Malware Detection: measuring recall to catch them all feature image

Malware Detection: Measuring Recall to Catch Them All

At Wordfence, we take performance seriously on all levels. While speed is one way to measure performance, there are other metrics that are equally important. Over the past year, our Threat Intelligence team has improved our malware scan by leaps and bounds. We wanted to share some of the metrics we use and what they mean for our customers. We’ll also take a brief look at the new Jetpack Scan and see how it compares.

Measuring Recall to catch them all

Wordfence currently has more than 1.5 million malware samples on file, ranging from backdoors and shells to SEO spam. At any given time we use several thousand “signatures” to detect these malicious files. A signature is a pattern that is used to algorithmically match malware. Our signatures use regular expressions that are optimized to be highly performant and compatible with a range of platforms, from PHP regex to server-based pattern engines.

One of the most important metrics we use is Recall. Simply put, Recall is the percentage of known malicious files that are detected by our signatures.

Over the past year we have continuously improved this recall rate, and currently our signatures detect over 98% of known malicious content. Our Threat Intelligence team is constantly adding to and improving on these signatures, in order to detect emerging threats.

Keeping False Positives low

It’s just as important to make sure that our scanner doesn’t mistake legitimate software for malware. This is a situation known as a False Positive. We have a number of ways to prevent our customers from experiencing False Positives, and very few customers will ever see one.

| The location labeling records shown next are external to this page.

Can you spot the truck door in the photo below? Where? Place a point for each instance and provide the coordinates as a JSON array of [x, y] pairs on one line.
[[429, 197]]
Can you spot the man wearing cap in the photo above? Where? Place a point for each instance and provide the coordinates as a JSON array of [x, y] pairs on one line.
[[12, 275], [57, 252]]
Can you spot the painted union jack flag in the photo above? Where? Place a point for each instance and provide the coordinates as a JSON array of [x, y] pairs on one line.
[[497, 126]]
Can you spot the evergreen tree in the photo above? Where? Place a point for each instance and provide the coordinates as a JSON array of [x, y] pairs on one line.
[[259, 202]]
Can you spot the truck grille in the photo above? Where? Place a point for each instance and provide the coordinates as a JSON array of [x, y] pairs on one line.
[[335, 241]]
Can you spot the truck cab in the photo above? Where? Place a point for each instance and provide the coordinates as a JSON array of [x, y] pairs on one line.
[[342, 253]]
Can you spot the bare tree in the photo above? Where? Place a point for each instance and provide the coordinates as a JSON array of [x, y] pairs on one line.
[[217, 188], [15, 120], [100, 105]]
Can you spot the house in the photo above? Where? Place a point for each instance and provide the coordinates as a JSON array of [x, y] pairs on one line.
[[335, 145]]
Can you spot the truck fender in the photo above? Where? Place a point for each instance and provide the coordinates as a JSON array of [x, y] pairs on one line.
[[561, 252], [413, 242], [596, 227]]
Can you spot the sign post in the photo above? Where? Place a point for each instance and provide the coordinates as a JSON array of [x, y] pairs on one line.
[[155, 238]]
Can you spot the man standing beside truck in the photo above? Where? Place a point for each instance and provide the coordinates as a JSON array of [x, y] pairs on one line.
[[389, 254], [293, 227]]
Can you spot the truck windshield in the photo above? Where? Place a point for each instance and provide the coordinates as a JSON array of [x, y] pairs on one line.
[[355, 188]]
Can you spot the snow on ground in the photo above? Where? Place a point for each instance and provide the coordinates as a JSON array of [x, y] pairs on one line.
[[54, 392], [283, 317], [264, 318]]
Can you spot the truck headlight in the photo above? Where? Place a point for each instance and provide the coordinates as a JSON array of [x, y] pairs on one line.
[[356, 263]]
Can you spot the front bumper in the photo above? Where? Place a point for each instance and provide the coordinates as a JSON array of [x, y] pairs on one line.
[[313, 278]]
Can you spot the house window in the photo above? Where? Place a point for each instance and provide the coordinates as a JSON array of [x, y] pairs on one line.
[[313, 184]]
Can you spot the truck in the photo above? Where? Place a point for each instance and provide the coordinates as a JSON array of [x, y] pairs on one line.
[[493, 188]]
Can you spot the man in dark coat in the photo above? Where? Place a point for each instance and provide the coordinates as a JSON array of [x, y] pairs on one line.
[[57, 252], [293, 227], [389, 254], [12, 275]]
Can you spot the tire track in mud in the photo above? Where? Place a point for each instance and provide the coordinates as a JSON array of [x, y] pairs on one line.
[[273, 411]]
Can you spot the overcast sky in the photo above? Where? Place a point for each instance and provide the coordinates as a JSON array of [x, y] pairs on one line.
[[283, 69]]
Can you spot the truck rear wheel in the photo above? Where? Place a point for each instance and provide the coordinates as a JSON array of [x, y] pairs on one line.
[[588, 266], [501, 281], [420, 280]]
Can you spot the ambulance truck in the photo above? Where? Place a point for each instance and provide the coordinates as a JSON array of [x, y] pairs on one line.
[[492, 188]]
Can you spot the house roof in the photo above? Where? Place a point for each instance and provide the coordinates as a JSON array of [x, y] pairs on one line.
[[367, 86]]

Preventing False Positives starts with the malware detection signatures themselves, and we test them against millions of examples of legitimate web application code, ranging from popular plugins to home-brewed contact forms.

Over the past year we have improved the False Positive rate of our malware signatures from 1.1% to less than 0.03%. That is, our signatures mistakenly detect less than 3 in 10,000 known good files.

Speed is still critical

We measure each malware detection signature to ensure it doesn’t slow down the Wordfence scanner, replacing slow signatures with faster ones that detect even more malware. Over the past year, the combined speed of our malware detection signatures has increased by over 70%, which means Wordfence can scan your site faster than ever before.

How the competition measures up

We recently had an opportunity to test the performance of the new Jetpack Scan. Similar to the Vaultpress scan that was previously available as a Jetpack upgrade, Jetpack Scan uploads a helper file to your site and downloads any files it finds to their servers in order to scan them for malware.

For each of our malware detection signatures, we placed a malicious file that was detected by that particular signature on a test server in the wp-content/uploads folder. After running the Jetpack Scan, we found that it had a recall rate of 11.5%. We used a total of 2982 malware samples in the test from our collection of over 1.5 million samples. That means that for a total of 2982 malware samples, 342 were detected by Jetpack in our testing.

It’s worth noting that our scan had a 100% recall rate on these samples, but that is because these are samples that we know of. So there is a case of selection bias here in that we are choosing samples that we already detect. While our collection of 1.5 million malware samples is substantial, we do not know the size of Jetpack’s own malware collection, and how their recall rate compares against their own collection. It is possible their collection contains malware that we don’t know about, and that their scanner has an enormously high detection rate for malware that is simply not on our radar.

Much of our own malware database comes from our site cleaning business, where we analyze sites that have been hacked, and where we collect indicators of compromise, including malware samples, malicious IP addresses, and malicious domains. Having a constant flow of customers that have encountered a real-world intrusion provides us with a continuous portrait of emerging threats.

We were unable to test Jetpack Scan’s False Positive rate since this would have required a much larger number of files to be scanned.

Conclusion

In this article, we have covered some of the ways we measure malware scan performance, how our performance has changed over time, and how Jetpack Scan compares. Knowing how to measure performance is important, but it is only the first step. The large and rapid improvements we have made in malware detection have been the result of a concerted and ongoing effort by the Wordfence team. We improved because we made it a priority, and it is a priority because we have a team that is dedicated to making WordPress safer.

This article was written by Ramuel Gall, a former Wordfence Senior Security Researcher.

Did you enjoy this post? Share it!

Comments

2 Comments
  • Have you ever considered releasing a CLI variant of the malware scanner as a product? This would be interesting for us as a webhosting provider, so our support techs can analyze potentially hacked WordPress sites faster, without the need to change anything on the customers installation. Gravityscan used to fulfill that need for one-time assessments.

    • Hi Marc,

      We don't have anything like this on the roadmap as far as I'm aware, but we do try to keep track of feature requests. I'll let our developers know there's interest in this kind of functionality.

      Thanks!